Kendall Streb v. United States
The "reasonable jurists" test was created only as
a threshold to discourage frivolous habeas appeals. It
was never intended as a sky-reaching wall over which
only a handful of certificate-of-appealability applicants
surmount. Statutorily, 28 U.S.C. § 2253(c) nowhere
suggests habeas appeals are to be the exception, not the
norm. This Court should correct circuits' pattern refusals
to issue COAs, and establish clearly how to go about
"demonstrating" that "reasonable jurists" exist who would
find an issue "debatable" or deserving of "encouragement
to proceed further." The circuits' unfaithfulness to the
test raises the first question.
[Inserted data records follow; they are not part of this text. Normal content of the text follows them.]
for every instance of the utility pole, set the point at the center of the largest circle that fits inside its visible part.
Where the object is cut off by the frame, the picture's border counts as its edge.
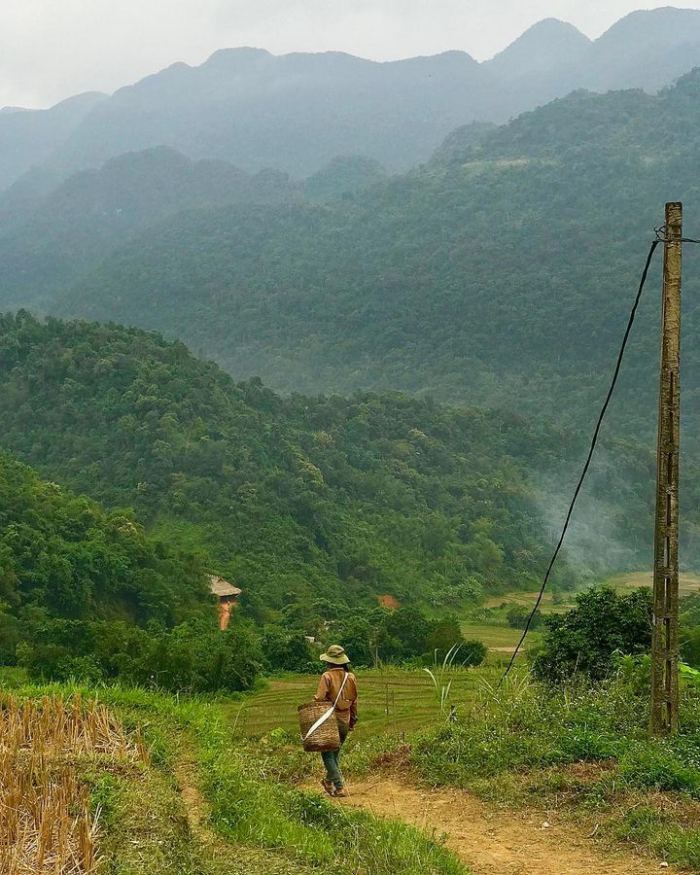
(664, 649)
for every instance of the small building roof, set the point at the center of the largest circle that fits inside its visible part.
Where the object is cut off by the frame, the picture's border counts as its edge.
(221, 588)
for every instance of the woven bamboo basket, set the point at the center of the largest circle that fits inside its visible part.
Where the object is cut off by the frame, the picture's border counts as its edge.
(327, 736)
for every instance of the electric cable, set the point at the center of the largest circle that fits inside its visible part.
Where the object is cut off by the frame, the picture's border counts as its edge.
(594, 441)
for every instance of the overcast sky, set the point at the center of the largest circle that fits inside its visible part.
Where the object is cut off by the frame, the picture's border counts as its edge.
(51, 49)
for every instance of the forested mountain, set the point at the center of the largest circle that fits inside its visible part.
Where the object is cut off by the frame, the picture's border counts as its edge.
(46, 239)
(63, 556)
(29, 137)
(321, 497)
(298, 112)
(501, 274)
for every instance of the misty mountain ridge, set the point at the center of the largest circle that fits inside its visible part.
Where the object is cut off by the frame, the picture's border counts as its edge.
(297, 112)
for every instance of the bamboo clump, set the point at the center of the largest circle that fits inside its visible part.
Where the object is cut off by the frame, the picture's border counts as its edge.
(47, 825)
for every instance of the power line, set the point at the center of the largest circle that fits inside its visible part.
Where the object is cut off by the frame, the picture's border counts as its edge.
(594, 441)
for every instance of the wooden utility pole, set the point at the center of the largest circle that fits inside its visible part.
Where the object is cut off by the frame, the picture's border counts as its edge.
(664, 651)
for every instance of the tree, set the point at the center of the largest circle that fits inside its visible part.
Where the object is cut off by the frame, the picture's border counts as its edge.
(584, 639)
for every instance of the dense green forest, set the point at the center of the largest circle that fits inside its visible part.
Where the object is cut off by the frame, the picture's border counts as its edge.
(324, 497)
(88, 593)
(500, 274)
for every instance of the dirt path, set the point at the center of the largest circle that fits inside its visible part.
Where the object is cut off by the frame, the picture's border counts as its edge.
(492, 841)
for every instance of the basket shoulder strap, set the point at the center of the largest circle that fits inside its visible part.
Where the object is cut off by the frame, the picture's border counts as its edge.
(322, 719)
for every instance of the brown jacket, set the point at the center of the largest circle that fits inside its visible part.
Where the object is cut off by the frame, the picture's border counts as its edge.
(328, 689)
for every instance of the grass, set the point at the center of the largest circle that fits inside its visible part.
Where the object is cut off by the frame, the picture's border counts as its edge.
(688, 584)
(204, 804)
(583, 750)
(393, 700)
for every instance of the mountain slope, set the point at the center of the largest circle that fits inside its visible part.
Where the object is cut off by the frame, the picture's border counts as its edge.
(294, 113)
(501, 277)
(325, 497)
(29, 137)
(297, 112)
(48, 239)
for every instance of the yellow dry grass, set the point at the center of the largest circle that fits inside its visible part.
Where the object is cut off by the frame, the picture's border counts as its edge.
(46, 823)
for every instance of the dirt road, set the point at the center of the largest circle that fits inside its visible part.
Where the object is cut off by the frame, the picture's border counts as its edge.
(493, 841)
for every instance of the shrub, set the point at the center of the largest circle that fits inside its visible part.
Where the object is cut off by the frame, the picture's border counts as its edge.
(586, 639)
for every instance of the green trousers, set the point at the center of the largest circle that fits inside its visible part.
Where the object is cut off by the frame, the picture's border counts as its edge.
(331, 759)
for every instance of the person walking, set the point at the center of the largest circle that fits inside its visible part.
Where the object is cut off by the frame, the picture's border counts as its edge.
(337, 684)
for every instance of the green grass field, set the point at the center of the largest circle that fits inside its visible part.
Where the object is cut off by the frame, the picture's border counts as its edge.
(501, 640)
(391, 700)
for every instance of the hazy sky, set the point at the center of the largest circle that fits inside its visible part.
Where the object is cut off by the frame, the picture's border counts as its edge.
(51, 49)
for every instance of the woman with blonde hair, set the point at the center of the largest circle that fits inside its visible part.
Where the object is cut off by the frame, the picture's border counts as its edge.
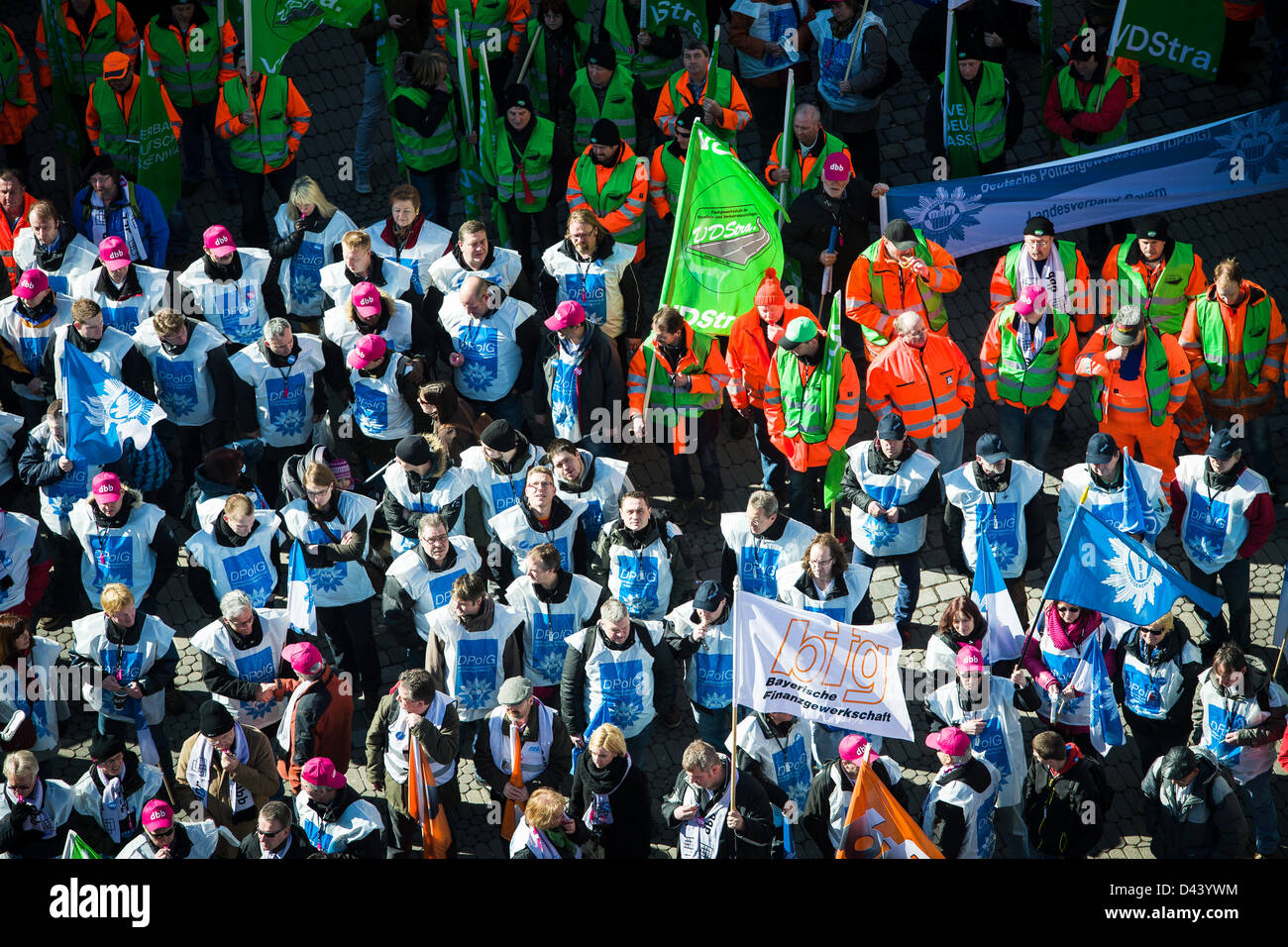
(309, 230)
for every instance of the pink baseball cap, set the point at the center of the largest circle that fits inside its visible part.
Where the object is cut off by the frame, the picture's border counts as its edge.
(107, 486)
(567, 313)
(970, 659)
(217, 237)
(366, 299)
(31, 285)
(949, 740)
(114, 253)
(366, 352)
(321, 772)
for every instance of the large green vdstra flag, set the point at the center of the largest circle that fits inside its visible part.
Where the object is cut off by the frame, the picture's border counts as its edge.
(725, 237)
(1179, 37)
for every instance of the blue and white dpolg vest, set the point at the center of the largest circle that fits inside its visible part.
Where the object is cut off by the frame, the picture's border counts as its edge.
(760, 558)
(619, 682)
(1215, 526)
(874, 535)
(233, 307)
(258, 664)
(546, 625)
(283, 397)
(1001, 742)
(489, 347)
(185, 389)
(430, 590)
(1000, 515)
(117, 554)
(475, 659)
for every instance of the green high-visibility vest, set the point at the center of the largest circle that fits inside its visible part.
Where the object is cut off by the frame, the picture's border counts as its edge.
(618, 107)
(1028, 382)
(984, 136)
(267, 141)
(425, 154)
(1166, 305)
(189, 75)
(1158, 379)
(613, 195)
(531, 167)
(1216, 347)
(1069, 98)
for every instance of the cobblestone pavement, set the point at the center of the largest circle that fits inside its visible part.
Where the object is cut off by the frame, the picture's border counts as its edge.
(327, 67)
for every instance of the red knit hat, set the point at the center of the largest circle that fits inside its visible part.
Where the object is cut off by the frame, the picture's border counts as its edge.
(769, 292)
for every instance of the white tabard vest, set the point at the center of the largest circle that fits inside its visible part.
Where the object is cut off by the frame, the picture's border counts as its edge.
(339, 329)
(430, 590)
(185, 389)
(546, 625)
(1224, 715)
(1000, 515)
(29, 342)
(857, 579)
(473, 659)
(258, 664)
(642, 578)
(516, 535)
(596, 285)
(489, 347)
(333, 838)
(430, 244)
(17, 540)
(125, 315)
(497, 491)
(600, 499)
(1109, 504)
(342, 582)
(786, 762)
(977, 809)
(43, 711)
(760, 558)
(447, 274)
(128, 664)
(447, 489)
(1153, 690)
(708, 681)
(300, 275)
(248, 569)
(619, 684)
(1000, 742)
(398, 745)
(874, 535)
(233, 307)
(1215, 525)
(117, 554)
(283, 397)
(533, 758)
(336, 285)
(78, 258)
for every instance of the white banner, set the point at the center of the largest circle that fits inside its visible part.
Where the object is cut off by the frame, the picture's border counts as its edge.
(800, 663)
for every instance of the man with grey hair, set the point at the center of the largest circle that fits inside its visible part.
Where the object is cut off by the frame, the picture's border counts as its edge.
(1138, 381)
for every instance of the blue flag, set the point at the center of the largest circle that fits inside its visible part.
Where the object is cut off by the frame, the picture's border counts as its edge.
(1099, 567)
(102, 411)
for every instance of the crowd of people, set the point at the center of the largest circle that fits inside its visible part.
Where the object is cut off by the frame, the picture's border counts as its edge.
(436, 424)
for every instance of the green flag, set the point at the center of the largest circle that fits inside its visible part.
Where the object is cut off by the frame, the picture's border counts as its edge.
(1185, 38)
(724, 237)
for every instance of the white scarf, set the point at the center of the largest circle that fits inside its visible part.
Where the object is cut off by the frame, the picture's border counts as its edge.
(201, 762)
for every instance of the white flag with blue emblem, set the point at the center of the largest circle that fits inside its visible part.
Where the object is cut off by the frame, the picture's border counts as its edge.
(102, 411)
(299, 594)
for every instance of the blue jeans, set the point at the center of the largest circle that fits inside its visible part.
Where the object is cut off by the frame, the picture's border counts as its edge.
(910, 586)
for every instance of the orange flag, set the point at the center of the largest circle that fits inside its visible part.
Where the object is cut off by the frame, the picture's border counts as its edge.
(510, 818)
(876, 826)
(424, 805)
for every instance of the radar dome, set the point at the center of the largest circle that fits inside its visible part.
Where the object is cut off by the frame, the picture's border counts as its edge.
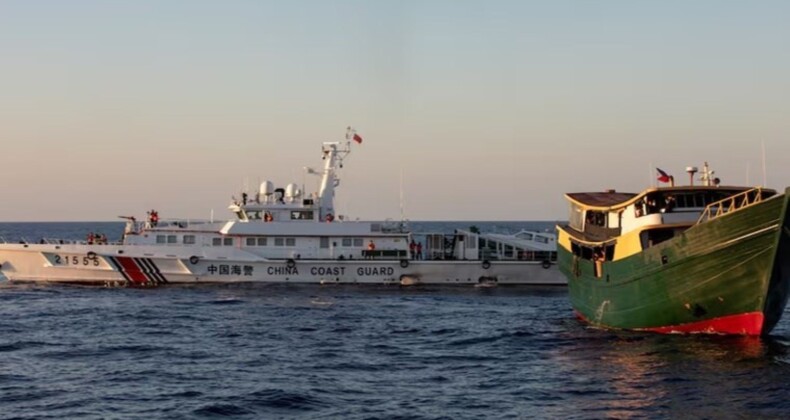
(267, 188)
(292, 191)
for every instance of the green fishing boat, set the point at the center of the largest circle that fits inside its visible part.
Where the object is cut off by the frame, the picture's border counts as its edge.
(679, 259)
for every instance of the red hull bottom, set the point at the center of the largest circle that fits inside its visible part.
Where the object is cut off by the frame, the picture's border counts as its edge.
(750, 323)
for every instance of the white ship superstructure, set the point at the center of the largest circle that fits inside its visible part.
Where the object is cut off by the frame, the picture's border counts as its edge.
(283, 235)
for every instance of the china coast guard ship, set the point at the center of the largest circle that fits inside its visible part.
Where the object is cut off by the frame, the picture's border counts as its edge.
(283, 235)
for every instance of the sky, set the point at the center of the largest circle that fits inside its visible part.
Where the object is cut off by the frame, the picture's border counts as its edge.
(469, 110)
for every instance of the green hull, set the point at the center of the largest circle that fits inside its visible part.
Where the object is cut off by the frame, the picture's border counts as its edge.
(734, 266)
The second question is also
of national importance, and is the issue for which a COA
was sought:
I. Is the "reasonable jurists" test being administered
faithfully and consistently in circuits such as the Fourth,
in which COA applications have been denied over 8,400
times since 1996, while less than 100 have been granted; or,
in the Eighth, which has only granted 109 COAs between
January 2015 and January 2025; or, in the Sixth, which
has granted just 427 COAs in 2,372 cases in that same
time frame?
II. Do this Court's holdings in plea bargaining
precedents Lafler , Frye and Padilla dictate that federal
criminal defense attorneys should provide Sentencing
Guideline calculations when relaying plea offers to clients,
in order to avoid being ineffective under Strickland ?
Is the 'reasonable jurists' test being administered faithfully and consistently across federal circuits, and do Lafler, Frye, and Padilla precedents require criminal defense attorneys to provide Sentencing Guideline calculations during plea negotiations?